23 de marzo de 2011

Luz y sangre

- Ya sale, ya sale. – Dijo, ajustando los controles.
Ella contuvo un espasmo y le gritó desde la parte trasera del auto.
- Pero vení. ¡Ya!
- Ya sale. Dame un segundo. – Le respondió, concentrado. Sus dedos se ajustaron alrededor de la cámara para presionar el botón de una vez por todas. A su espalda escuchó un murmullo, que luego interpretó como un llanto.
- Ya termino. – Aseguró, sin dejar de mirar por el réflex. El pavimento entonces soltó un suspiro de vapor, una señal, una conmoción de aire. El murmullo creció.
La cámara explotó en un chillido y la imagen quedó grabada en la película.
Satisfecho, giró para mirar el auto. El principio de un grito se alargó desde la parte trasera del auto, la cámara se partió en miles de pedazos al quedar comprimida entre la trompa del camión y su torso, sus piernas se perdieron por debajo del chasis y su cabeza se desparramó por el aire en glóbulos amorfos de consistencia más bien blanda.
Ridículo y magistral, su cuerpo se diseminó por el espacio y se mezcló con las partes de la cámara antes de descender hacia el calor del asfalto.

20 de marzo de 2011

Felicidad trucha

La noche la envolvía con la suciedad de la niebla tucumana. Las farolas la rociaban con suave luz, destellando sobre sus joyas baratas, su camisa adornada, su pulcritud indecente.

A lo lejos uno podía escucharla taconeando los adoquines a destiempo, tarareando siempre aquel tango de Celedonio Flores, suspirando entre cada estrofa. Sin cuidado, dejaba escapar algunas de las palabras de la canción, contaminando la orquesta nocturna  con su inconfundible voz de mujerzuela solitaria.

La prostituta, sin embargo, trabajaba el arte del engaño con minuciosa ejecución.

Cada cosa era un recuerdo que la vida me amargaba: por eso me la pasaba fulero, rante y tristón.

Tras cada suspiro la prostituta tomaba aire con decisión y retomaba el murmullo de mujer dolida, sacudiendo su boa de plumas falsas como una extensión de su cuerpo.

Sus ojos enormes se posaban sobre cada transeúnte de manera disimulada, hurgándolos entrometidamente, entrando en sus bolsillos, sus gestos y sus manos.

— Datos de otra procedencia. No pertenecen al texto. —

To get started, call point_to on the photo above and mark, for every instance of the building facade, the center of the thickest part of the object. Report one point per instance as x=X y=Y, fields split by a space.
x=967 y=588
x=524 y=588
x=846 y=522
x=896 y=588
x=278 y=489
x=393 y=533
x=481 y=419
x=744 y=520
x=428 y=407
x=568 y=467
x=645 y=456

Buscando posibilidades, buscando cómo construir la próxima trampa, el próximo engaño.

La prostituta sabía qué decir, y siempre tenía la respuesta correcta. Prefería a los débiles de corazón y a los pobres de intelecto; aunque también se entusiasmaba con los desafíos que le proponía un hombre de aparente decencia. Un hombre con una mujer en casa, con una vida a la que volver.

Ella podía ver hasta las necesidades más íntimas de cada hombre. Y podía transformarse, alterar su apariencia para ser aquella que cada desesperado necesitaba.
Y nadie podía resistirse. La prostituta, amante infame, vendía felicidad trucha y buscaba los clientes que no podían comprar una de verdad.

No se sabe qué fue de la prostituta. Sus clientes fueron dejándola de uno en uno, descubriendo su falsedad, comprendiendo su vacío. Cuando el último de ellos por fin la abandonó, la prostituta caminó, tarareando, hacia la pesada niebla, y, entre humos de cigarrillo, se perdió.

6 de marzo de 2011

Blog de viaje I

Cabeceo, forzado por la somnolencia que hace horas me atosiga, y me rindo, encontrando inesperada la comodidad en el semi-cama. Horas después me un sacudón me despierta y aprovecho por primera vez en el trayecto para mirar por la ventanilla.
No me sorprende ver allí, a través del cristal atacado por manchas de viajera tierra reseca, la siempre ubicua parafernalia citadina que confunde por su aparente familiaridad. ¿Cómo distinguir ésa de tantas otras veredas similares?
Trae a mi memoria este detalle el particularmente alegre suceso cuya joven protagonista, en su primera incursión a tierras tucumanas desde su Capital Federal natal, despertó en el asiento del micro después de un largo sueño, que la ha privado de la contemplación de lo paisajes en constante desfile, y (sin saberlo) ya en su destino, miró a través de una ventanilla muy similar a la que ahora me acompaña en solemne silencio, y encontró un collage de veredas, postes, y gentes muy similar al que ahora miro (Y que con mucha facilidad podrán imaginar), y preguntó: ¿Todavía estamos en Buenos Aires?
Uno pensaría que la pobre chica fue incapaz de percibir, a lo largo de su pesado e imperturbable sueño, la necesaria noción de tiempo que la llevase a concluir eficazmente la sencilla respuesta a tan inocente pregunta.
Pero no.
La señorita se había sorprendido al no encontrar en esas calles los carruajes, caminos de tierra, peinetas y sombreros de copa que habían ilustrado, tan didácticamente, sus manuales escolares sobre el Tucumán colonial.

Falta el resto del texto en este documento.